夏木マリの音楽の真髄が見えたブルーノートでの特別ライブ
2025年3月21日と22日、東京のジャズの殿堂、ブルーノートで行われた夏木マリのライブは、彼女の表現者としての人生が凝縮された特別なものとなった。俳優として広く知られる夏木だが、実は音楽が彼女の原点であり、その深さには多くの人が驚くかもしれない。
22日午後7時、会場に登場した夏木は、1973年のヒット曲「絹の靴下」を選曲し、彼女特有のハスキーボイスで圧巻のパフォーマンスを見せつけた。ブラックとベージュを基調にした衣装に身を包んだ彼女は、バンドを従えてブルージーな世界観を展開し、観客を惹きつけた。

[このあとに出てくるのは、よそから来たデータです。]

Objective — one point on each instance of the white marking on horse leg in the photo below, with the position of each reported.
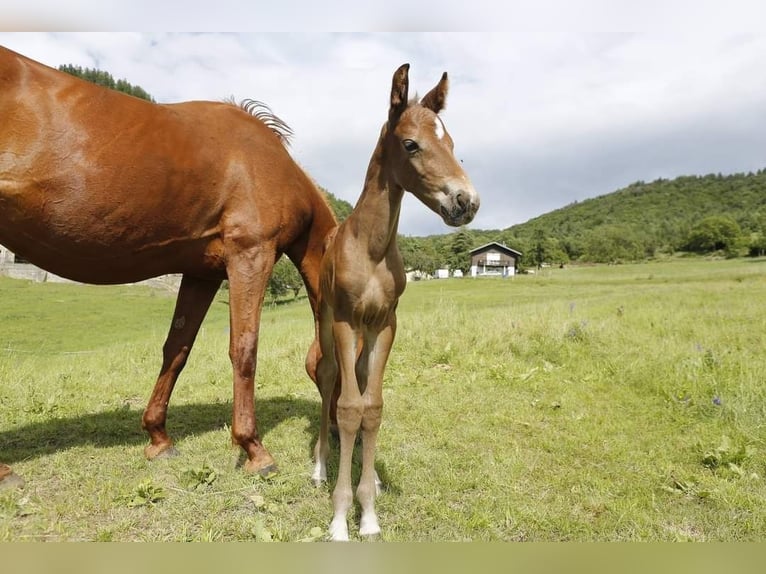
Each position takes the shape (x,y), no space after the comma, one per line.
(378,484)
(368,523)
(320,472)
(439,127)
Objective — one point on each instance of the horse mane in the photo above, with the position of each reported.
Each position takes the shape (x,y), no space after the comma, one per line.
(262,112)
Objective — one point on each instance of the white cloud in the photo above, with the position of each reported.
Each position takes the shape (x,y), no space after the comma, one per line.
(538,119)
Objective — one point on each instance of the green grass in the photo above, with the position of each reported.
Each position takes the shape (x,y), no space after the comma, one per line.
(592,403)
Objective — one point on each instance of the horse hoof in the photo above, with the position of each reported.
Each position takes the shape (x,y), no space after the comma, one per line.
(11,480)
(159,452)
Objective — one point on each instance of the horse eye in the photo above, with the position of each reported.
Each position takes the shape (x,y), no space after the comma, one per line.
(410,146)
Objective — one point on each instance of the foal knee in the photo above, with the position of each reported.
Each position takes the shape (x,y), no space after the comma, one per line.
(350,415)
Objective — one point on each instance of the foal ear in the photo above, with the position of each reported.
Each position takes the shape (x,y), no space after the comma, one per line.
(436,99)
(399,89)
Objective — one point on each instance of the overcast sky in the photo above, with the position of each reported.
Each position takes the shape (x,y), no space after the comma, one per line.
(539,120)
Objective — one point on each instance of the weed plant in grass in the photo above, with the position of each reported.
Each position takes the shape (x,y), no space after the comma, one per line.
(587,403)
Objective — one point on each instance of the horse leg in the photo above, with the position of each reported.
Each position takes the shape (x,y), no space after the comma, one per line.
(350,409)
(313,359)
(248,276)
(193,301)
(377,347)
(326,372)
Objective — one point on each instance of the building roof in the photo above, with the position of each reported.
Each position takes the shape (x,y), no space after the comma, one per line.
(495,245)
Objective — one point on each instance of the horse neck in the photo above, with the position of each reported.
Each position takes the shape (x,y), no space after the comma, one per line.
(306,253)
(376,214)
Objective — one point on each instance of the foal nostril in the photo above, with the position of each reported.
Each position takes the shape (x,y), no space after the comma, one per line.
(461,201)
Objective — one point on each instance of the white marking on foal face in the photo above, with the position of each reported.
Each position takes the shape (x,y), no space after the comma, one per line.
(439,127)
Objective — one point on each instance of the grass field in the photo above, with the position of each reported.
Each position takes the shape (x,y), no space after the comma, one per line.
(590,404)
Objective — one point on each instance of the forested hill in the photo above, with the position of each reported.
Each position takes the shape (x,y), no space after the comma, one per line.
(644,218)
(702,214)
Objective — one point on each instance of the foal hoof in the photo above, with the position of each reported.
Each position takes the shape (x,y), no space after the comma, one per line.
(159,452)
(9,479)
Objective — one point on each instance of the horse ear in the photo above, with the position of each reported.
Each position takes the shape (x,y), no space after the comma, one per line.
(399,89)
(436,99)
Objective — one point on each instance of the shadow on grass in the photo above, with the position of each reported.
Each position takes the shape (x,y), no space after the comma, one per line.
(122,427)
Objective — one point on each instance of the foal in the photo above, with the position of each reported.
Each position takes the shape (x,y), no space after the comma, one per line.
(362,278)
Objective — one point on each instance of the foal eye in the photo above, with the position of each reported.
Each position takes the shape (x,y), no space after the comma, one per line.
(410,146)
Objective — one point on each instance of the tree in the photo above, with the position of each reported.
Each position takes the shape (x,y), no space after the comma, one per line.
(105,79)
(613,243)
(714,233)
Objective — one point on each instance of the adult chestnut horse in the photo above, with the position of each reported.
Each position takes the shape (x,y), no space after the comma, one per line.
(362,278)
(101,187)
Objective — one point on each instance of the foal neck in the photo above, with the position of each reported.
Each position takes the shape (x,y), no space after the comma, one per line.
(375,217)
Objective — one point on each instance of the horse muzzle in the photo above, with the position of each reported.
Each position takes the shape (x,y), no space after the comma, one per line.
(461,207)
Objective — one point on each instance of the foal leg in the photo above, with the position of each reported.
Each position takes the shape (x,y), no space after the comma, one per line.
(248,276)
(192,303)
(326,376)
(350,408)
(377,347)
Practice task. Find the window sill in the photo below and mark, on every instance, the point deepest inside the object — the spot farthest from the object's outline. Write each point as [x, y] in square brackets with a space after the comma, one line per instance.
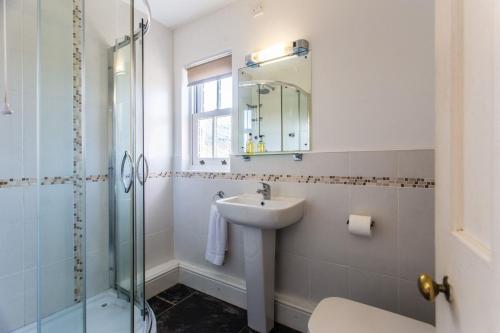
[209, 168]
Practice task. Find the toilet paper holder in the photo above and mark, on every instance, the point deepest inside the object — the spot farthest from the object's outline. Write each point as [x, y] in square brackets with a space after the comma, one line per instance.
[372, 224]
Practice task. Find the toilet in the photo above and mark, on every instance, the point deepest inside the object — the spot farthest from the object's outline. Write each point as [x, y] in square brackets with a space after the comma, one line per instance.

続いて披露したのは、笠置シヅ子の名曲「東京ブギウギ」の2023年版、「TOKYO JUNK BOOGIE」。新型コロナウイルスの影響で楽しい音楽を求める気持ちが込められたこの曲は、堂々としたアプローチで全体の雰囲気を一変させた。
夏木の声は力強く、歌う際の陰影や抑揚が絶妙で、聴く者をその度に異なる音楽の世界へ誘った。
MCでは、2024年にロンドンでの舞台「千と千尋の神隠し」の裏話を披露し、観客の笑いを誘った後、雰囲気は一変。国民的詩人である谷川俊太郎へのオマージュとして歌った武満徹の「死んだ男の残したものは」は、名曲の中の名曲であり、夏木の歌声によって心に深く響く演出がなされた。
続けて、高田渡作曲の「鎮静剤」やビートルズの「イエスタデイ」、映画音楽の「ケセラセラ」など、彼女の表現力は圧倒的だ。特に印象深いのは、歌詞一つ一つに「魂」が込められ、聴く者を引き込む力だ。
今年で7回目を迎えるこのブルーノート公演の背景には、小西康陽が手掛けた楽曲がある。夏木はその独特の世界観を気に入っており、MCなしで6曲も連続して歌い上げた。これらの曲はエキセントリックなキャラクターを描写しているが、彼女が歌うことで肉付けがされ、様々な人生が感じられる「人生賛歌」として新たな解釈を与えられる。
最後にはジャニス・ジョプリンの「Cry Baby」と、彼女自身の人生を語るような「60 Blues」を披露。何度聴いても違った印象を与える理由は、彼女が今もなお進化し続けているからこそだということが感じられた。
アンコールでは緑色のドレスに着替え、ワインを片手にさらなるパフォーマンスを展開。「次はいつ会えるかしら?今日の皆さん最高!」の呼びかけに、彼女の笑顔と共に多くの人々が感動した。
その一夜は、夏木マリの魅力を改めて実感させるものであった。